したがって、心電図もその鑑別に重要な役割を果たします(Wang K et.al., N Engl J Med, 2003)。早期再分極と心膜炎いずれの場合も上へ向かって凹型(鞍状)のST上昇がみられますが、これを認める誘導が異なります。早期再分極ではV3?V6誘導(Ⅱ、Ⅲ、aVF誘導の場合もあります)でST上昇が多くみられます。一方、心膜炎ではST上昇の範囲が広く、炎症のある心外膜の領域に対応するすべての誘導(aVRとV1以外)に生じることが一般的です。


A 心膜液貯留を伴う急性心膜炎の38歳女性。広範な誘導でST上昇および四肢誘導の低電位を認める。
B 早期再分極がみられた43歳男性。Ⅱ、Ⅲ、aVF誘導でST上昇を認める。
加藤図.jpg

 

急性心筋梗塞もST上昇の重要な鑑別疾患ですが、特定の冠動脈灌流域に限定した誘導でのST上昇と、その鏡面像がみられるのが特徴です。すなわち、ST上昇のみられる部位の対側となる誘導で、STが低下します。例えば右冠動脈の閉塞によってⅡ、Ⅲ、aVF誘導でSTが上昇した場合には、Ⅲ誘導の対側であるaVL誘導でST低下がみられます。一方、早期再分極および心膜炎ではⅡ、Ⅲ、aVF誘導でST上昇があっても、aVL誘導ではなくaVR誘導でST低下を認めるという点が、大きく異なります。

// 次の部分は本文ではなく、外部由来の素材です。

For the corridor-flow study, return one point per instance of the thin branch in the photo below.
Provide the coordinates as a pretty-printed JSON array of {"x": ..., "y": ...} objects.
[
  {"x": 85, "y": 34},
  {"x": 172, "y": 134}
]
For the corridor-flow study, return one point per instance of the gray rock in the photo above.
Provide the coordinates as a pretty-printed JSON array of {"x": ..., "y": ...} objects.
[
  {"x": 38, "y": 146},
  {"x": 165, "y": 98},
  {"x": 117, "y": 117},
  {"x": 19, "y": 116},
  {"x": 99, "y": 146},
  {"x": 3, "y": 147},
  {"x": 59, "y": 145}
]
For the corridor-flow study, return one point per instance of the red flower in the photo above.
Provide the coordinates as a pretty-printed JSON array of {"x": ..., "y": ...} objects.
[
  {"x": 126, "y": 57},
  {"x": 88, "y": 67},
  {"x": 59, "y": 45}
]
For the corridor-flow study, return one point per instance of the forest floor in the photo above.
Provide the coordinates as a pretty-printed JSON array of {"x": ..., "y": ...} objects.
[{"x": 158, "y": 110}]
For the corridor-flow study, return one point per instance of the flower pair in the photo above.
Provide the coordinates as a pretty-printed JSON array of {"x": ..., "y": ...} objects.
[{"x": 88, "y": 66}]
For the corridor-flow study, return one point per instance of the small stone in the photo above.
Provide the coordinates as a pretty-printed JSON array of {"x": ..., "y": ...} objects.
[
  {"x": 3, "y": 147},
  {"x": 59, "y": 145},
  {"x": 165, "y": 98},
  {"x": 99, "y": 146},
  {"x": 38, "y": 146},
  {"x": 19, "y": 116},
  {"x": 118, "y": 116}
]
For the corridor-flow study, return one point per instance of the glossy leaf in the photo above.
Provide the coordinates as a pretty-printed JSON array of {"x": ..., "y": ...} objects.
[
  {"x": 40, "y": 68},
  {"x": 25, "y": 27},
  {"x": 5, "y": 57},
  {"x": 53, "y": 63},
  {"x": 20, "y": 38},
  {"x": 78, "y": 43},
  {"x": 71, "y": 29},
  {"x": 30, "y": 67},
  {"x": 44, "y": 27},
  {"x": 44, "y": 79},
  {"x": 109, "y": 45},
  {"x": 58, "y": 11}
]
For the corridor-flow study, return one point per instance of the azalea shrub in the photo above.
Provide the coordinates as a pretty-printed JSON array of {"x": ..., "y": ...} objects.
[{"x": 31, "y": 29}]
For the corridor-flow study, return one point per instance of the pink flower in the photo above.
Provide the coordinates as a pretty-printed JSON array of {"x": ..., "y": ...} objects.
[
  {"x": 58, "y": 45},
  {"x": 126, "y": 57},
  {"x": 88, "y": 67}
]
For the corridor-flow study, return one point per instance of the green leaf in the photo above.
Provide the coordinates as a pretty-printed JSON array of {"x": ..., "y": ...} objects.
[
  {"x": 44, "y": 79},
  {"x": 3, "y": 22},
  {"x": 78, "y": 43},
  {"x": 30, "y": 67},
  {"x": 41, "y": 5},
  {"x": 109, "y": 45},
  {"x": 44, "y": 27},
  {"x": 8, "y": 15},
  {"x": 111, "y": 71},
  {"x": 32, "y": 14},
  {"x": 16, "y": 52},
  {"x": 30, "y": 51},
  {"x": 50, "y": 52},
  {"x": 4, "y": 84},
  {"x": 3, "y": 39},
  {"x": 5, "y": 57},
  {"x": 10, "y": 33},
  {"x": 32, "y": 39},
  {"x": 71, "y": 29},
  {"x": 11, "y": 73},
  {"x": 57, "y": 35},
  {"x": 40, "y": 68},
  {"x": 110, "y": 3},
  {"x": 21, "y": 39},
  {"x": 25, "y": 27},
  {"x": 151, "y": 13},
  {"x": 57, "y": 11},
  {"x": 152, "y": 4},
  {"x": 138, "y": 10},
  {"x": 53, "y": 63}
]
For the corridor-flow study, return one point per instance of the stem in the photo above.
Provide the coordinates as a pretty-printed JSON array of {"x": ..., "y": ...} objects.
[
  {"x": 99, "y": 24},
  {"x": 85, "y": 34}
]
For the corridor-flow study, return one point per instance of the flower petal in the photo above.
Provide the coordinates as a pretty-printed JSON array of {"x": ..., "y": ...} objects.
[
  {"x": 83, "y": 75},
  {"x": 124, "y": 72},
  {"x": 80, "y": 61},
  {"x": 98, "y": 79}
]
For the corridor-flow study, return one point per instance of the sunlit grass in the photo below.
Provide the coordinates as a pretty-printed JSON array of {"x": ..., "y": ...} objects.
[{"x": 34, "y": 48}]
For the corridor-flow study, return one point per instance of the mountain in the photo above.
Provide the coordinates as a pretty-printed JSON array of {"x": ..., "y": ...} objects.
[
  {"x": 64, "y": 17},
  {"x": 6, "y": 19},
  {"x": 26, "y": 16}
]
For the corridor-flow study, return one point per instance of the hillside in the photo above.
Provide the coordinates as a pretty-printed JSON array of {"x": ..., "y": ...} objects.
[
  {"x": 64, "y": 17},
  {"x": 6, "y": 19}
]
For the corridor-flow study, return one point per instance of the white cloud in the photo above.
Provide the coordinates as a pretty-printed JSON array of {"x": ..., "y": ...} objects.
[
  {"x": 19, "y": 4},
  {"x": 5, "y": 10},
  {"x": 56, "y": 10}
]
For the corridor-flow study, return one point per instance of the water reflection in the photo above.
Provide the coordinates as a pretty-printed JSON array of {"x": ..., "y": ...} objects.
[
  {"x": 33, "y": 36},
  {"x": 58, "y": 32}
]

また、心膜炎では時間経過でST-T部分が変化します。発症後数日でST部分は基線に戻ってその後にT波が陰性化し、さらに数週?数ヶ月後にはこの変化も正常化します。一方で、早期再分極ではST上昇の程度に日内変動があることや、頻脈や過換気により軽減もしくは消失することが知られています。

心膜炎では心房筋の障害によるPR部分の低下が有名ですが、実は早期再分極でも観察される場合があります。出現頻度は少ないですが、心房組織での早期再分極を反映したものと考えられています。
 

(2014年10月公開)

Only One Message

心電図でST上昇を見たときは、胸部症状の有無とSTが上昇している誘導を確認しましょう。